その結果、売上高は211,732百万円(前連結会計年度比16.3%増)となりました。
② 営業利益
生産効率向上、コストダウン施策に注力し、収益力の強化を進め、営業利益は27,575百万円(前連結会計年度比22.6%増)となり、売上高営業利益率は、前連結会計年度に比較して0.7%増加の13.0%となりました。売上総利益率は、前連結会計年度に比較して0.3%減少の31.0%となり、販売費及び一般管理費の対売上高比率は、前連結会計年度と比較して1.0%減少の18.0%となりました。
③ 経常利益
営業外収益から営業外費用を差し引いた純額は610百万円の利益となりました。そのうち、受取利息及び受取配当金から支払利息を差し引いた金融収支は883百万円の利益となりました。また、その他の営業外収益として、受取地代家賃169百万円、その他の営業外費用として、寄付金375百万円等を計上し、経常利益は28,186百万円(前連結会計年度比24.8%増)となりました。
④ 親会社株主に帰属する当期純利益
税金等調整前当期純利益は27,376百万円となりました。また、法人税、住民税及び事業税、法人税等調整額、非支配株主に帰属する当期純利益を差し引いた親会社株主に帰属する当期純利益は18,521百万円(前連結会計年度比30.2%増)となりました。
(3) 資本の財源及び資金の流動性
当グループの運転資金需要のうち主なものは、部材の購入費のほか、製造費用、販売費及び一般管理費等の営業費用であります。投資を目的とした資金需要は、主に設備投資等によるものであります。

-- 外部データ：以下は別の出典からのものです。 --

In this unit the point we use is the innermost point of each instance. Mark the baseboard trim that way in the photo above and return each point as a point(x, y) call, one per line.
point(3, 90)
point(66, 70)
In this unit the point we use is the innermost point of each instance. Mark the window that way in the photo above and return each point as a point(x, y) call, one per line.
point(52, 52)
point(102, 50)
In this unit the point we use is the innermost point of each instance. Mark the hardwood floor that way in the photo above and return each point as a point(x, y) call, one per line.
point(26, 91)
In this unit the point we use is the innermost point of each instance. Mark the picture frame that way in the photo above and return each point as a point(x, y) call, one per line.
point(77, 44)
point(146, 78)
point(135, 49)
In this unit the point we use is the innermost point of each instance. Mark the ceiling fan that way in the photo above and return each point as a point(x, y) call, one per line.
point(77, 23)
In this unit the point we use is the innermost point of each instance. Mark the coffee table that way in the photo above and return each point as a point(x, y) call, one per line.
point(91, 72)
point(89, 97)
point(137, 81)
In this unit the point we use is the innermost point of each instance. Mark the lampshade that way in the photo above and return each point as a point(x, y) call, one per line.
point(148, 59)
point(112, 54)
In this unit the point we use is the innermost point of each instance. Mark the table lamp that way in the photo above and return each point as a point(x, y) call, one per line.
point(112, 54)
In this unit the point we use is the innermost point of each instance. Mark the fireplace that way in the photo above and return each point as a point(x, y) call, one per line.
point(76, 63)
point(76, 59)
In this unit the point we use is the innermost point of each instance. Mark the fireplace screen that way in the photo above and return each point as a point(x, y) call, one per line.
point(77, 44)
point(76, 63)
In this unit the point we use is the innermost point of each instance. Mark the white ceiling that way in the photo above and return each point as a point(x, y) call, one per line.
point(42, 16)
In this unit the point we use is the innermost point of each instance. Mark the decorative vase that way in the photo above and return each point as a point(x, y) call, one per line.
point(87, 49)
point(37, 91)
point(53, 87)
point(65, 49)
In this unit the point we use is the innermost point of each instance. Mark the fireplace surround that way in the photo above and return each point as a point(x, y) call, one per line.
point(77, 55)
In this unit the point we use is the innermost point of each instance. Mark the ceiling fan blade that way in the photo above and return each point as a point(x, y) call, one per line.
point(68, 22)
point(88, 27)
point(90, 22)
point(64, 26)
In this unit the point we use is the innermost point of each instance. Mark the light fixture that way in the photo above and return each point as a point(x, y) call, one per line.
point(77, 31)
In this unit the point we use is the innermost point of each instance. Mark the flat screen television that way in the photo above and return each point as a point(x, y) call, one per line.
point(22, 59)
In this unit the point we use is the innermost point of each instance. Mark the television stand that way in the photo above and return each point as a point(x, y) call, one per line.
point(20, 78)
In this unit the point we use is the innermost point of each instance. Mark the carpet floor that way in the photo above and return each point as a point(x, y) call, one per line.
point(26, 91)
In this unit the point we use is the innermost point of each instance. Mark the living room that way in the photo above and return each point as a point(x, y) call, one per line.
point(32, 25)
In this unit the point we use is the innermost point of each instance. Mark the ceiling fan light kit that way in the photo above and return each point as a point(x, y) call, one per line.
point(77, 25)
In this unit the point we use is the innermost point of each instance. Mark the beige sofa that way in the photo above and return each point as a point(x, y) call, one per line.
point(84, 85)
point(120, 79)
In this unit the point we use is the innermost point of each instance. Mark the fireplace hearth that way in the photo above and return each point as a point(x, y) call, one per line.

当グループは、事業運営上必要な流動性と資金の源泉を安定的に確保することを基本方針としております。
資金調達は、将来の資金需要、資本コスト、資本構成等を総合的に勘案し、手元流動性資金の活用、金融市場からの調達も視野に入れ、最適な資金調達方法を選択しております。
なお、当連結会計年度末における有利子負債の残高は10,948百万円となっております。また、当連結会計年度末における現金及び現金同等物の残高は、58,367百万円となっております。
2019年度の重要な資本的支出として、可児工場の新工場建設及び加工用設備機械の投資の一部を支出する予定であります。その資金の調達源は、全額自己資金を予定しております。